Depending on where the authorities source the outstanding number, the threshold requirement of (.005 x O/S) would be something on the order of 400,000 shares. That's a pretty big number given that daily volume itself hasn't exceeded 100,000 shares since 6/7. (Volume was notably higher from 6/4 thru 6/7.....I saw no non-tweeted news during that period.)
JBI first appeared on the list on 6/18......I believe that that means that fails first exceeded ~400,000 on 6/11. I believe that those are settlement dates, so the first trade date that included fails that pushed the magic number over 400,000 was 6/8, a day on which volume totaled 71,547 shares. http://ih.advfn.com/p.php?pid=historical&symbol=JBII
Would short trades be represented in that volume total just as any "regular" trades would be?

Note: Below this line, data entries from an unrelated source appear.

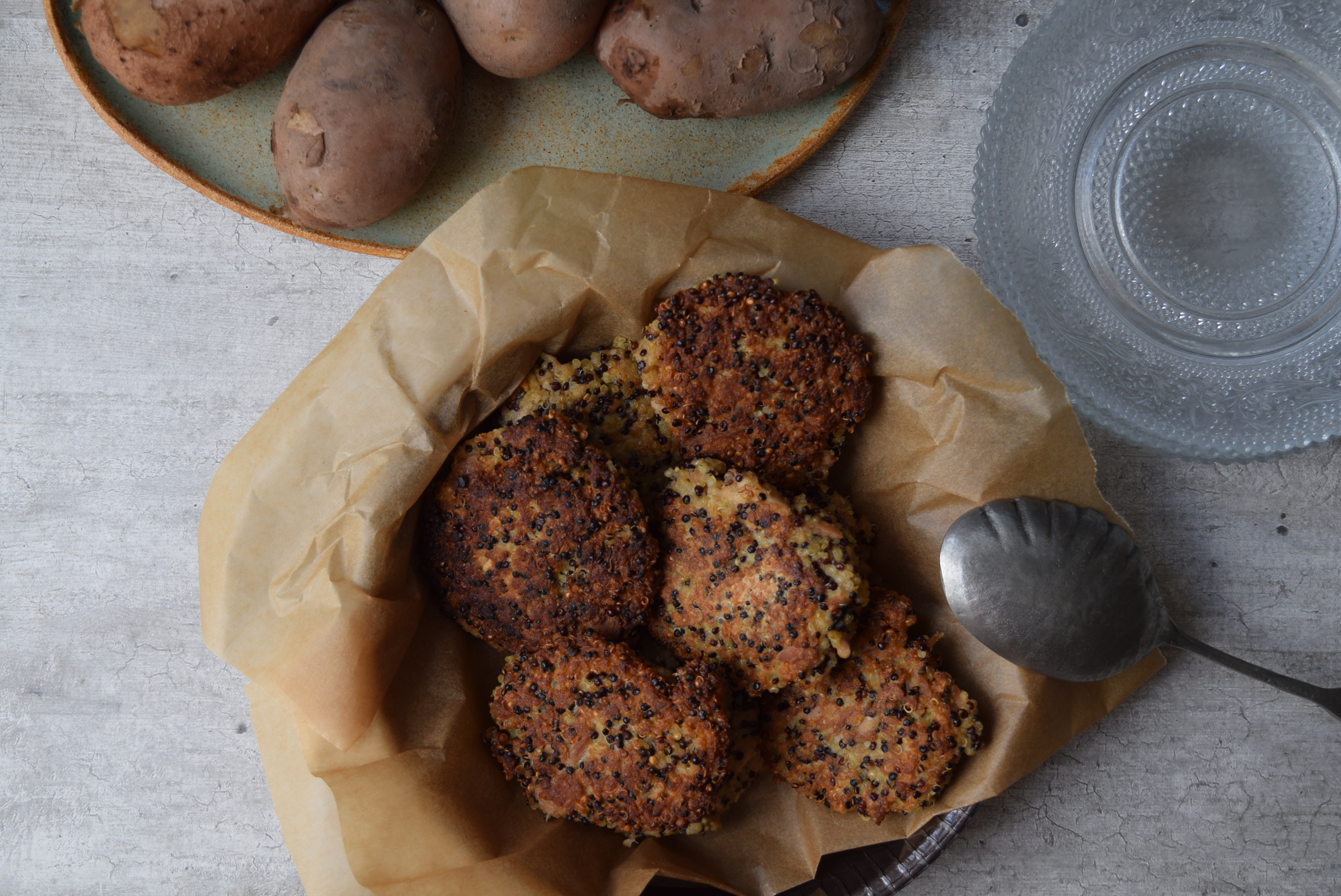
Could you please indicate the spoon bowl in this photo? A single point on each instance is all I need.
(1061, 590)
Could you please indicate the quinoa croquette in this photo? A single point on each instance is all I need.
(752, 580)
(604, 395)
(761, 379)
(879, 734)
(594, 734)
(530, 536)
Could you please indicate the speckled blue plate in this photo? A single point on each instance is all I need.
(571, 117)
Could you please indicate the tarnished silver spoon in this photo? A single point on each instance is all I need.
(1059, 589)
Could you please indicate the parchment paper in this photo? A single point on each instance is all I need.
(371, 706)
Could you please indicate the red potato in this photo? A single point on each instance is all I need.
(523, 38)
(367, 112)
(187, 52)
(731, 58)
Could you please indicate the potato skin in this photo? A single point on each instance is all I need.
(731, 58)
(367, 112)
(523, 38)
(187, 52)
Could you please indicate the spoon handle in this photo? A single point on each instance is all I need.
(1327, 698)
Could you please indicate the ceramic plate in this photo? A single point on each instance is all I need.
(571, 117)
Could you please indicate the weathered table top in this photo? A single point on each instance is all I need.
(145, 329)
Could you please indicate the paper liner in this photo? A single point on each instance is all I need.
(369, 706)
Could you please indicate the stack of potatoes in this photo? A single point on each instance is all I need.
(371, 104)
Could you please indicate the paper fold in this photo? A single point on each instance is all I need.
(306, 581)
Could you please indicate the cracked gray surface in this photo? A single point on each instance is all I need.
(145, 329)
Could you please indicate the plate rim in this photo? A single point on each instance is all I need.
(748, 185)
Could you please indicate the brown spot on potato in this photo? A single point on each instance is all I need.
(138, 26)
(752, 64)
(817, 34)
(713, 61)
(187, 52)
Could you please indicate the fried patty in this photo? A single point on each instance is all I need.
(745, 764)
(754, 580)
(594, 734)
(602, 395)
(530, 534)
(762, 379)
(880, 733)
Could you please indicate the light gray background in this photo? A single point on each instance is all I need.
(144, 329)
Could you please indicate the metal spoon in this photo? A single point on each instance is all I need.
(1059, 589)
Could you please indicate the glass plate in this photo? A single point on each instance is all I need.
(871, 871)
(1158, 202)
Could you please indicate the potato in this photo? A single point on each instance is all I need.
(731, 58)
(523, 38)
(187, 52)
(367, 112)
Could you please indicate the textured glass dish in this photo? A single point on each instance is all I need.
(871, 871)
(1158, 200)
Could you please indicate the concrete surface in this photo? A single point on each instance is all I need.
(144, 329)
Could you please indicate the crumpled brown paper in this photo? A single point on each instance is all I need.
(371, 706)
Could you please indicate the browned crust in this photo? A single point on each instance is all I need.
(604, 396)
(530, 536)
(593, 734)
(750, 581)
(883, 732)
(765, 380)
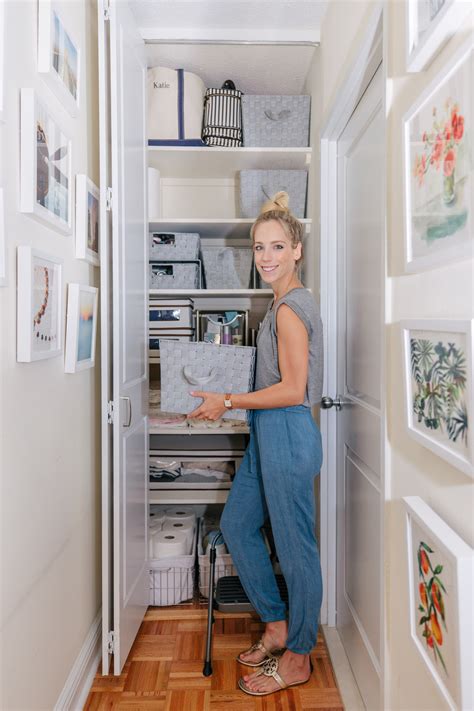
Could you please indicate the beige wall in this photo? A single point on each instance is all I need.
(446, 292)
(50, 428)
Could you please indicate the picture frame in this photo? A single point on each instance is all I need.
(429, 25)
(81, 329)
(39, 305)
(45, 166)
(58, 57)
(87, 220)
(438, 365)
(440, 578)
(438, 137)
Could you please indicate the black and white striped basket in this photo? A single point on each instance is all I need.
(222, 121)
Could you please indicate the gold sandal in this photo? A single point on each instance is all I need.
(259, 647)
(270, 668)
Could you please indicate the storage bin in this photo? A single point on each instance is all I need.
(172, 579)
(258, 186)
(175, 101)
(174, 246)
(275, 120)
(175, 275)
(227, 267)
(203, 366)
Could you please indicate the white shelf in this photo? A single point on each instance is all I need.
(204, 162)
(234, 228)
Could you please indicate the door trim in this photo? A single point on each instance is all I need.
(371, 49)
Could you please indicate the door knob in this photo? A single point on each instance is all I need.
(327, 402)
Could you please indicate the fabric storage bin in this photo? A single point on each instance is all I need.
(170, 314)
(175, 100)
(276, 120)
(258, 186)
(207, 367)
(222, 122)
(227, 267)
(174, 246)
(175, 275)
(172, 579)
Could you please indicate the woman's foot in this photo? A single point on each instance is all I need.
(272, 639)
(292, 668)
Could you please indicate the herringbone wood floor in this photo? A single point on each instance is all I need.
(163, 671)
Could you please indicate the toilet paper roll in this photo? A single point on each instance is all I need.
(168, 544)
(186, 526)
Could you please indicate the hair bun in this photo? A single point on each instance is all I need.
(279, 201)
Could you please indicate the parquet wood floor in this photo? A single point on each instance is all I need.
(163, 671)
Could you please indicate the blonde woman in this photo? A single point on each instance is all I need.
(284, 454)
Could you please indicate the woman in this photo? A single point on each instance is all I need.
(284, 454)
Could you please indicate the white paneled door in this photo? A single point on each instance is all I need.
(361, 228)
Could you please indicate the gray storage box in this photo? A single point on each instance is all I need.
(174, 246)
(275, 120)
(227, 267)
(207, 367)
(175, 275)
(258, 186)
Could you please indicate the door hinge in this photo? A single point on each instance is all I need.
(108, 199)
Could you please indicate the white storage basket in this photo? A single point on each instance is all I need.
(275, 120)
(174, 246)
(258, 186)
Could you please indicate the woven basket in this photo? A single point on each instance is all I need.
(275, 120)
(207, 367)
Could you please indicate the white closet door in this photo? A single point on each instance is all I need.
(129, 337)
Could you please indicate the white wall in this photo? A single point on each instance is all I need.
(446, 292)
(50, 427)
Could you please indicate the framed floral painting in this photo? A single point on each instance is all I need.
(430, 23)
(441, 575)
(439, 164)
(45, 165)
(39, 309)
(438, 387)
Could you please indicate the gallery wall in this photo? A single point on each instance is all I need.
(50, 496)
(444, 292)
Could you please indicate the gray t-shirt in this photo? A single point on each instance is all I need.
(267, 371)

Related to an earlier post: I've heard reports that certain companies have failed to provide the needed documentation for the removal of a legend with some regularity. In fact this company was sued by a shareholder for such a failure, although I'm not sure whether the suit was successful. Per the 2010 10-K: "In September 2010, an investor filed a lawsuit against the Company for failure to timely remove restrictive legends from his shares in the Company. The outcome of this claim is not determinable at the time of issue of these consolidated financial statements and the costs, if any, will be charged to income in the period(s) in which they are reasonably determinable." There was no mention of the above suit in the subsequent 10-K. I'm guessing that the suit was based on a drop in the pps during the period in which the legends weren't removed, versus a suit to effect the removal of the legends, but I don't know. Anyway, as I understand it, such delays DO occur. Is it typical for a broker to allow the sale of such shares, given that they are aware that the required time period has expired to allow removal of the legend? Or do they typically wait for the proper documentation? Given that this causes a FTD and is presumably a FINRA violation (You are suggesting that this is legal...is it?: "In the case where a client is given the okay to sell prior to the brokerage receiving "clean certs") I would expect the latter, so I'm wondering if you have a sense of the frequency with which this might occur? Is this just a theoretically feasible explanation for JBI's presence on the threshold list, or is it really reasonable to think that a broker would essentially allow a target to be painted on their back this way?